Before the internet, people who wanted or needed to research a subject, for personal use or for schoolwork, had to go to the library, because they usually didn’t have the tools to research things at home, with the possible exception of a set of encyclopedias. I think many of us have had a physical set of encyclopedias, but those books had their own set of problems…the greatest being that they quickly became outdated. Of course, the internet has its own set of problems too…the greatest being misinformation and outright lies.
All that aside, in the not-so-distant past, since it was still in my lifetime, research was done in the library, which is why so many schools had one of their own, at least in junior high and high school. The students, armed with a research subject went to the library and began their search. Basically, the library was the “internet” of the past. Your search would often begin with the card catalog. This was a large cabinet with very small drawers filled with cards with holes in the bottom that were attached to a rod in the bottom of the drawer. The cards were arranged alphabetically so they could be easily researched, but if the subject had a lot of information out there, that did not mean that the search would be a quick one.

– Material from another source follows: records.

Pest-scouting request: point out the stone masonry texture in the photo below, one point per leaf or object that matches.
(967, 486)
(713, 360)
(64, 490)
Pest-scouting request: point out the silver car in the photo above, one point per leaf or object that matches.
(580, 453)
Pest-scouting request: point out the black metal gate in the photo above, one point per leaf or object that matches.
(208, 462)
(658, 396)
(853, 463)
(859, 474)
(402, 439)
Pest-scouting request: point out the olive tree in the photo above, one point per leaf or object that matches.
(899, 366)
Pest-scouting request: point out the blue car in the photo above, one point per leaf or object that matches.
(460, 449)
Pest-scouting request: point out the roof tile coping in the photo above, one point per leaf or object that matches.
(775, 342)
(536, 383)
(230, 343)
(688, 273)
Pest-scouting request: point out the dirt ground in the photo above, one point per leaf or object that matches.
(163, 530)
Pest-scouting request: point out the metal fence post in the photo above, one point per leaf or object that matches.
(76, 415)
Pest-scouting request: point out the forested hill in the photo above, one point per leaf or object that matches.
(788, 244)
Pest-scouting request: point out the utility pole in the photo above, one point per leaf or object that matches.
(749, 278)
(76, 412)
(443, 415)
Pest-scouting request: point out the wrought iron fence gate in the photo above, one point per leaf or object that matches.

Once the desired information was located, the researcher would use a slip of paper (usually provided by the library) to write down the information the card gave as to the location of the book that housed the detailed information that had been summarized on the card. The card always contained a number such as 746.43, which was really a code for the location of the book needed by the researcher. In this case, the 7 stands for the classification…Art. The first 4 stands for the division…drawings/decorative arts. The 6 stands for the section…textile arts. The numbers following the decimal stand for classification within the section…type of textile. Armed with this information, the researcher was able to go to the section of the library that holds that classification of book and locate their book, or just as often they could go to the librarian and receive help to find their book. Of course, the biggest problem with this type of research is that the book might very likely be checked out already, especially if it was a popular subject. If the book wasn’t available, the researcher would have to wait until it came back or go start the whole process again to find another book that contained the desired information. As I’m sure you can imagine, this type of research was quite frustration, and extremely slow…especially if you had any inkling of the speed of locating information these days. Thankfully back then, no one did, so research papers were assigned weeks early, to be turned in at the end of the quarter or semester.

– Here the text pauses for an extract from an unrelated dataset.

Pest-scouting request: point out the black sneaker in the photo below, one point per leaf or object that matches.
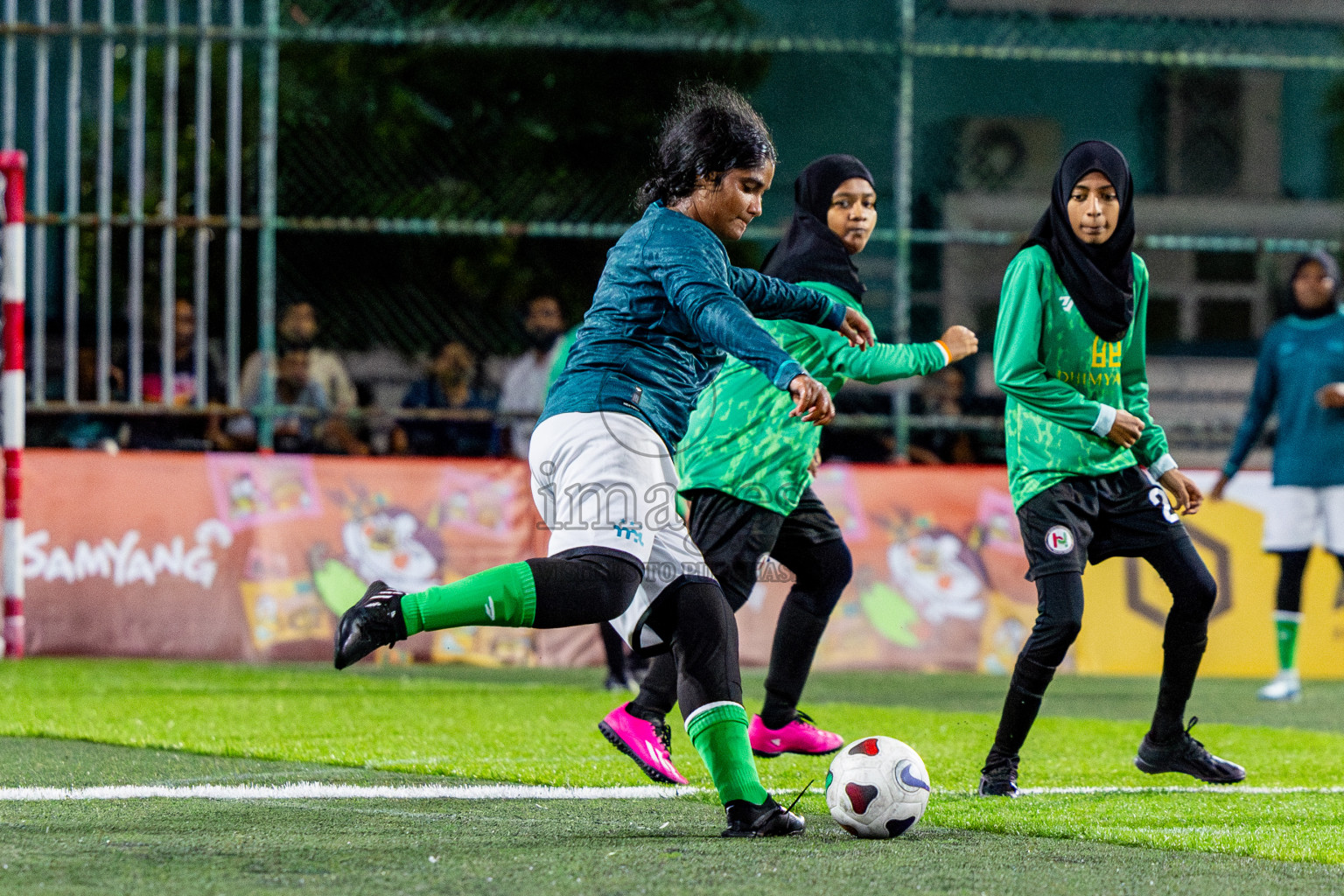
(766, 820)
(1000, 778)
(1188, 757)
(371, 624)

Once you had your hands on the desired book or a comparable alternative, you were required to read all or most of the book to find the information you needed for your research project. You couldn’t simply ask the book a question and expect an answer like you can today with the computer and the internet. While today’s type of research is much easier, I’m sure there are many people who would say that the challenge of the “dig for information” is completely and sadly lost. I suppose they are right, but since I’m a techy, I would find that kind of research frustrating, since I do know about the computer and the internet. Thankfully, when I had to research information in my youth, I had no idea that the internet would exist in just a few short years, so the frustration was averted.